No comportamento e no exemplo de Nossa Senhora reconhecemo-nos como escolhidos desde a eternidade e compreendemos que somos chamados a ser santos e santificadores, no meio do mundo, portadores, como ela, de Cristo e, como ela, fermento de santidade. . Não esqueçamos que, para nós, cristãos, o oposto de santo não é o pecador, mas o fracasso. Portanto, um cristão é um santo ou um fracassado. Que Nossa Senhora nos ajude nisso.
O povo de Bolonha sempre reconheceu, com razão, o poder dos milagres, obtidos através da oração da sua Madona.

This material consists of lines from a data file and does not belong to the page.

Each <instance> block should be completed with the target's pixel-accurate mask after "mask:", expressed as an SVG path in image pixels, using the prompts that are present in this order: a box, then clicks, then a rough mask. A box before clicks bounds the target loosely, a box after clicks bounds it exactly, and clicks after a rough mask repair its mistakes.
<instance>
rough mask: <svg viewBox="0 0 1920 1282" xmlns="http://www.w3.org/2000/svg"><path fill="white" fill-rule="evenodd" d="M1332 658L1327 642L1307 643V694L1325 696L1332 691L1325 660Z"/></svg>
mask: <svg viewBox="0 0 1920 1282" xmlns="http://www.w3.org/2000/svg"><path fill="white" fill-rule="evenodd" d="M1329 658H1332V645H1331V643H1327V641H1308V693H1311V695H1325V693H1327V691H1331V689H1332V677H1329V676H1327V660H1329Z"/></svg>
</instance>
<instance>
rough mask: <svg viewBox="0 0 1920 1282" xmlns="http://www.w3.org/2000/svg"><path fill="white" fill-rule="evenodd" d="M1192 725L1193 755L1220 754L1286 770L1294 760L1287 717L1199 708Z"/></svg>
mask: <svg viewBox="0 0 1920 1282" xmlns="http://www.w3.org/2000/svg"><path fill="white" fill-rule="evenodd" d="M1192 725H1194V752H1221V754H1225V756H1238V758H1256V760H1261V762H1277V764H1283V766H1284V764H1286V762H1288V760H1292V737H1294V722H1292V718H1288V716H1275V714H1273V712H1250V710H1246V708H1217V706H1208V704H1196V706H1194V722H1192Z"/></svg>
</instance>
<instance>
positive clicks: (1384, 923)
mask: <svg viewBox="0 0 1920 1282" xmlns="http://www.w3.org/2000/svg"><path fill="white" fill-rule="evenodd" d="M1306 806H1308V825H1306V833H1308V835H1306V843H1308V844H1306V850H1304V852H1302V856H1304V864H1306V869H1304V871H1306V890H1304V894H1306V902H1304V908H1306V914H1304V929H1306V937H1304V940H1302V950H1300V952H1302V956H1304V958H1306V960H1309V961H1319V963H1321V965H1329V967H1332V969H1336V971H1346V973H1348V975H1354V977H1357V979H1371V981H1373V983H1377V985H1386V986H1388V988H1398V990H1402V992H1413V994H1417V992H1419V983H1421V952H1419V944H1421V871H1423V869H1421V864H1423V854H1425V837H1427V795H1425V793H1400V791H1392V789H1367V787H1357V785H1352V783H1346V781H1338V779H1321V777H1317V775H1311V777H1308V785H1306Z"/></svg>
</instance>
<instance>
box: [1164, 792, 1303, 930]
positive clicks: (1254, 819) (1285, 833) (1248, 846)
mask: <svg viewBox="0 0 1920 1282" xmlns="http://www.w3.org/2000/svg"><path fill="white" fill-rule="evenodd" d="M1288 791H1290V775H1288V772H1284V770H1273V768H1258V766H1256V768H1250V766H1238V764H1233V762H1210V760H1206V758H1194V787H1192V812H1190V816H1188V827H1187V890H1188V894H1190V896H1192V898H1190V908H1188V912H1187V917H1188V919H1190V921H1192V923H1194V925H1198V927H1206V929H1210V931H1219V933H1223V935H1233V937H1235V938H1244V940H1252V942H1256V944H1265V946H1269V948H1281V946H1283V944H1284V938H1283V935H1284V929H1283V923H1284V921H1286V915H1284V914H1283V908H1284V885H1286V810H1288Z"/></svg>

Entre tantos, é bonito recordar aquele ligado ao Beato Bartolomeo Dal Monte, que o Papa beatificou em Bolonha no inesquecível dia de 27 de Setembro de 1997. Este beato, que regressou de Viena com uma grave fractura no pé esquerdo que foi de difícil cura, em abril de 1768 foi ao santuário de muletas e, após orar, voltou sem apoio para sua casa.
Talvez nenhum bolonhês fique sem a sua própria lista de graças e milagres na sua vida. Mas o maior dom que devemos saber buscar desta nossa Mãe é o de nos mantermos na graça de Deus, na esperança cristã na vida eterna. Mesmo que às vezes a dor, o sofrimento e as desilusões nos assaltem e ameacem enfraquecer as nossas certezas, não nos deixemos dominar pelo desânimo, sabendo muito bem que lá em cima no céu está a mãe celeste que nos espera, está Cristo, o redentor na unidade do Pai e do Espírito Santo.